Global financial markets faced a convergence of negative catalysts on March 7, 2026. WTI crude oil surged to $91.30 per barrel, marking a 28% weekly gain as the Iran conflict escalated. Simultaneously, February nonfarm payrolls contracted below expectations, sending the Dow Jones plunging 1,476 points (-3.01%) to close at 47,502. The VIX fear index spiked to 29.49, making urgent portfolio reassessment with an asset allocation calculator essential.
Iran Conflict Pushes Oil Past $91
Payroll Contraction Fuels Stagflation Fears
Sector Divergence and TQQQ Plunge
VIX at 29: Defensive Asset Allocation Strategy
Conclusion
The first week of March 2026, marked by Iran-driven oil surges, employment contraction, and market crashes, is set to be the year's most volatile period.
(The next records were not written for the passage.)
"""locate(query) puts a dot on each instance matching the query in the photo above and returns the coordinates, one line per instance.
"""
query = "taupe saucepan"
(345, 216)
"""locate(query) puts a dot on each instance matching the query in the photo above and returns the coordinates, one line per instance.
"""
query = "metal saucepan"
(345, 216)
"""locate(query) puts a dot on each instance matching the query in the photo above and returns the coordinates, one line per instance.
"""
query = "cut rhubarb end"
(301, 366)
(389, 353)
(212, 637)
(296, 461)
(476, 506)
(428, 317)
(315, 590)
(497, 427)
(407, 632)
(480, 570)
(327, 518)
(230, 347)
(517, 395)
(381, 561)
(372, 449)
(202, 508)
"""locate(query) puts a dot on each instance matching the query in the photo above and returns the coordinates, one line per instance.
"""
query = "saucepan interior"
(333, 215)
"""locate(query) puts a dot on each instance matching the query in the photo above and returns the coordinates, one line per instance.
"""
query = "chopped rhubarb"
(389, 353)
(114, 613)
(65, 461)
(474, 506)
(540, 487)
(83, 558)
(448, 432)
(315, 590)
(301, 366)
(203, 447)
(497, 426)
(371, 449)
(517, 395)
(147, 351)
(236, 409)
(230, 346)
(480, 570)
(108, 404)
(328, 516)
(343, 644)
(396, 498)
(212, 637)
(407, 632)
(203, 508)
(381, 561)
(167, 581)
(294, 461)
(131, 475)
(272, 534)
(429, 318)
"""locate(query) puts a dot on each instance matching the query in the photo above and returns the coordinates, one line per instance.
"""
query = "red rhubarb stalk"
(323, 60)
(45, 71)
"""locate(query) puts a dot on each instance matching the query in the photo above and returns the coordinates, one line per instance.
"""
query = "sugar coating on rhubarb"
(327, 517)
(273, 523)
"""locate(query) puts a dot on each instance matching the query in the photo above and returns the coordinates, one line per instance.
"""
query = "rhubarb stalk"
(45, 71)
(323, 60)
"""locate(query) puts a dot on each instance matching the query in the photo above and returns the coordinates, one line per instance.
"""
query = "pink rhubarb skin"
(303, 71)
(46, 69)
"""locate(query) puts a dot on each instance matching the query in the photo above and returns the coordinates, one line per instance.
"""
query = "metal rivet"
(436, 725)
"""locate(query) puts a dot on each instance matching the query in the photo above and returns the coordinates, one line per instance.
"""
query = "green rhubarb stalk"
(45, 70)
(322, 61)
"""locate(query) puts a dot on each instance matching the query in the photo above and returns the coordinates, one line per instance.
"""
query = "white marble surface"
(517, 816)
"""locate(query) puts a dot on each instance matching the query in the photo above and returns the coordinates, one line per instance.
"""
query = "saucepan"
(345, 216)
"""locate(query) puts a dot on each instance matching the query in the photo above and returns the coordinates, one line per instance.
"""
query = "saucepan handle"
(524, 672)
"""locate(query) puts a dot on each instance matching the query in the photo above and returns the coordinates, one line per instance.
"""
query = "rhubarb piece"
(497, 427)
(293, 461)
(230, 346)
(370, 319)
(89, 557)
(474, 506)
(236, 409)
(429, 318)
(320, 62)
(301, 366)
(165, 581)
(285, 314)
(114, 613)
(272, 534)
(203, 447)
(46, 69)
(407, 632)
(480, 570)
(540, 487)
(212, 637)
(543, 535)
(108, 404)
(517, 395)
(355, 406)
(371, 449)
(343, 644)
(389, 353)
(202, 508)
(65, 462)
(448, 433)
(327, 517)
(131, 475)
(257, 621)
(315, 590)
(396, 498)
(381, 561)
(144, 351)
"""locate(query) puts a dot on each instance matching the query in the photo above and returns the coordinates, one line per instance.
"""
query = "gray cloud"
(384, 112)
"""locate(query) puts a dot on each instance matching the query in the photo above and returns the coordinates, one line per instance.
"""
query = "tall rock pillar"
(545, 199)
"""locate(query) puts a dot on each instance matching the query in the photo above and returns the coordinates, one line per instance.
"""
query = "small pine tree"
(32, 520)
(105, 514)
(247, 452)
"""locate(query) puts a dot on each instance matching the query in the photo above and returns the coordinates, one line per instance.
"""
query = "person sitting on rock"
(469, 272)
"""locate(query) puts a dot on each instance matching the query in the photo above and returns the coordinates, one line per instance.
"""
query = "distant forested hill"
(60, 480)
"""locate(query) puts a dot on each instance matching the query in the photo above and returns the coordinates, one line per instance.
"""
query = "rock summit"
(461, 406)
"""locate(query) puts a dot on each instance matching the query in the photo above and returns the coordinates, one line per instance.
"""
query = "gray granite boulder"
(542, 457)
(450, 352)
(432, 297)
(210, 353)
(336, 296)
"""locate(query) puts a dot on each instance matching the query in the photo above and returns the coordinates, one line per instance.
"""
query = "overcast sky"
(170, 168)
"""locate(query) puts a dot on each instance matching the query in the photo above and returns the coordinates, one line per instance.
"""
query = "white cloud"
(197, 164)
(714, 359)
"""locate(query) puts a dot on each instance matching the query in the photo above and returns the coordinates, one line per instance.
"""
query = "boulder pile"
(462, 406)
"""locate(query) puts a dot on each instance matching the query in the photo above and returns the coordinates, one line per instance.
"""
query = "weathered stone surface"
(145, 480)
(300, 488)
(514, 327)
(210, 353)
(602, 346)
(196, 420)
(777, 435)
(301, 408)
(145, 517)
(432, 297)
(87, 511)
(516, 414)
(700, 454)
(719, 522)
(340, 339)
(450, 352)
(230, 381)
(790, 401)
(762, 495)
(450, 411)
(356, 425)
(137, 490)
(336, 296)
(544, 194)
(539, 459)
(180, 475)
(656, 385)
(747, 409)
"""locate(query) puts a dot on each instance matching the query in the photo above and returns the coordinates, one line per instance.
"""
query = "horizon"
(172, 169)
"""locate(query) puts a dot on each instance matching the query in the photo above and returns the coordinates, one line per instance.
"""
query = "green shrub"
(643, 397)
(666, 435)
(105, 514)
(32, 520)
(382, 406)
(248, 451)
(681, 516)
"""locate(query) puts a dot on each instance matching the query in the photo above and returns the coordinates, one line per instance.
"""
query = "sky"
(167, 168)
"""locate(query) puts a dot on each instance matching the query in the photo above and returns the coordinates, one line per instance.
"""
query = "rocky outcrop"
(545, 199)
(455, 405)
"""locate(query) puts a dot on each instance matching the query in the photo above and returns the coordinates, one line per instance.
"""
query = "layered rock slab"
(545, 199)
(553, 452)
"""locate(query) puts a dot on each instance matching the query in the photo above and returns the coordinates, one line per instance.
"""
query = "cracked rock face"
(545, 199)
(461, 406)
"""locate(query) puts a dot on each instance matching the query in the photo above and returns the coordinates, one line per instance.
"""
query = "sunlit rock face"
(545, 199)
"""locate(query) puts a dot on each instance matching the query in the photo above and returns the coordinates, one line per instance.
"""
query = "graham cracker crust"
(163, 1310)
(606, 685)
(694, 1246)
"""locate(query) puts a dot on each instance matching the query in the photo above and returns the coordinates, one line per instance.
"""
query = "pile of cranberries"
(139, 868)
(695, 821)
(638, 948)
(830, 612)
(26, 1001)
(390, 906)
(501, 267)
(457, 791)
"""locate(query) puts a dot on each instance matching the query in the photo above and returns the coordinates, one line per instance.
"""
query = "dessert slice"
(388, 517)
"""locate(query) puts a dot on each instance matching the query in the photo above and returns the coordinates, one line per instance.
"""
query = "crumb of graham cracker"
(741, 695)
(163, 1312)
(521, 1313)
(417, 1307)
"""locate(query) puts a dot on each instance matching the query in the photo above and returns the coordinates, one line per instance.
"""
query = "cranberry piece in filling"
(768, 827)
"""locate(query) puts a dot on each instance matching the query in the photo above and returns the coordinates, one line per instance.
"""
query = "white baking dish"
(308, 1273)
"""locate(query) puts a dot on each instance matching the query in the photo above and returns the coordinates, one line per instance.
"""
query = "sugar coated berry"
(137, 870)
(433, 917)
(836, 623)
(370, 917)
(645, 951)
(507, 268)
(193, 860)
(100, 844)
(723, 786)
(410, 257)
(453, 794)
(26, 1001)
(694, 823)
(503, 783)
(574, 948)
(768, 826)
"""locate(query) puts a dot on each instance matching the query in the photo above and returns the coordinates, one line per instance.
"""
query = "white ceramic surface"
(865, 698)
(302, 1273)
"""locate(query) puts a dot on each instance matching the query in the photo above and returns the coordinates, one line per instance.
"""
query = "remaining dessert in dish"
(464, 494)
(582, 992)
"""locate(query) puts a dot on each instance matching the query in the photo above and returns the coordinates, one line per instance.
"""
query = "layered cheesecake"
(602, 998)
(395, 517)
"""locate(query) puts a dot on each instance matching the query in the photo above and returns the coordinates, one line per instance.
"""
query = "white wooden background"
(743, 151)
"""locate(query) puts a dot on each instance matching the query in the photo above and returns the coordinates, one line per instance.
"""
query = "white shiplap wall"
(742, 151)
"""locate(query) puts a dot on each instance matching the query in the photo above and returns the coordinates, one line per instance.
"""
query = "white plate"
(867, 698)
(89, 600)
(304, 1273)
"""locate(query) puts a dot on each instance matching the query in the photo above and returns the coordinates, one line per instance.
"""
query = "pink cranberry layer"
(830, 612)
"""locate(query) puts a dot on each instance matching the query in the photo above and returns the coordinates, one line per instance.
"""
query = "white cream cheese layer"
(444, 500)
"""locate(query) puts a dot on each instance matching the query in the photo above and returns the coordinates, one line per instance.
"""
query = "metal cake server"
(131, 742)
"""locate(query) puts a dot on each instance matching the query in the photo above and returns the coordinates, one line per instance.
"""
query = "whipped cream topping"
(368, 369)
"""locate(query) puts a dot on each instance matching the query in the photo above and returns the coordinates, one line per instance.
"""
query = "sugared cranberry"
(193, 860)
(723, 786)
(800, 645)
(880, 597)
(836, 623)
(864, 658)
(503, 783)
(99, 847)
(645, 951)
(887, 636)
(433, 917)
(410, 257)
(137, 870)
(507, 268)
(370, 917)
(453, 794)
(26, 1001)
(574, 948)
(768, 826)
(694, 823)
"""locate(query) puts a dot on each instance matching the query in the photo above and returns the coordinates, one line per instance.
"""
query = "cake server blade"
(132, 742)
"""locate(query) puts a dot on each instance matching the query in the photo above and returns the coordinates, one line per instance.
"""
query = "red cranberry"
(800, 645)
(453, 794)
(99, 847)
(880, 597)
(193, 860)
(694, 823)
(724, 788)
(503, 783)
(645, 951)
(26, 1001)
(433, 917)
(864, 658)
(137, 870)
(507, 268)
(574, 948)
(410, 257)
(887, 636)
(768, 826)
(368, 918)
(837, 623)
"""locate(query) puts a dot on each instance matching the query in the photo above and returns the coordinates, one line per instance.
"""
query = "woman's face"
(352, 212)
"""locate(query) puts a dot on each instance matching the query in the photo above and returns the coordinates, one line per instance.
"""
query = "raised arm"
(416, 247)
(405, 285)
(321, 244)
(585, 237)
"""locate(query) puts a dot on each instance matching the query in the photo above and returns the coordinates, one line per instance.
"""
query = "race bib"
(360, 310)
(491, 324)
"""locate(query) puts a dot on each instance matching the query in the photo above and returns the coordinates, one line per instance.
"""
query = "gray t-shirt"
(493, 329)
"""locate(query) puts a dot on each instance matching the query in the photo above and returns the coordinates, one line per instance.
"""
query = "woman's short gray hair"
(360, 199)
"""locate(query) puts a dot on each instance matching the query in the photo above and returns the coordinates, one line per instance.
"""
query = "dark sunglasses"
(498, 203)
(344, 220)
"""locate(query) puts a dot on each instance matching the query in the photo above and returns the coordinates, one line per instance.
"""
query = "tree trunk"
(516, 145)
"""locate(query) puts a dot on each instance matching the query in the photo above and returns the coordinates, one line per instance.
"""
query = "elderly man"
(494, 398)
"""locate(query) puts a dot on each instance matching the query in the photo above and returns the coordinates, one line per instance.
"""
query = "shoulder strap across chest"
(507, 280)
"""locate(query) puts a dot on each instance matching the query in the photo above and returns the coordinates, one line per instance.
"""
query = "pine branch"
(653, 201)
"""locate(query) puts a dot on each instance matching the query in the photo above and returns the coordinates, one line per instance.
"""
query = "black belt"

Investors should immediately check portfolio deviations from energy concentration and tech selloffs using a rebalancing calculator. Strengthening defensive positions with AGG ETF and GLD while reducing TQQQ leverage exposure, and resetting optimal stock-bond-commodity ratios through an asset allocation calculator represents the necessary strategic response. While VIX near 30 historically signals short-term rebounds, defensive positioning until geopolitical tensions ease remains prudent.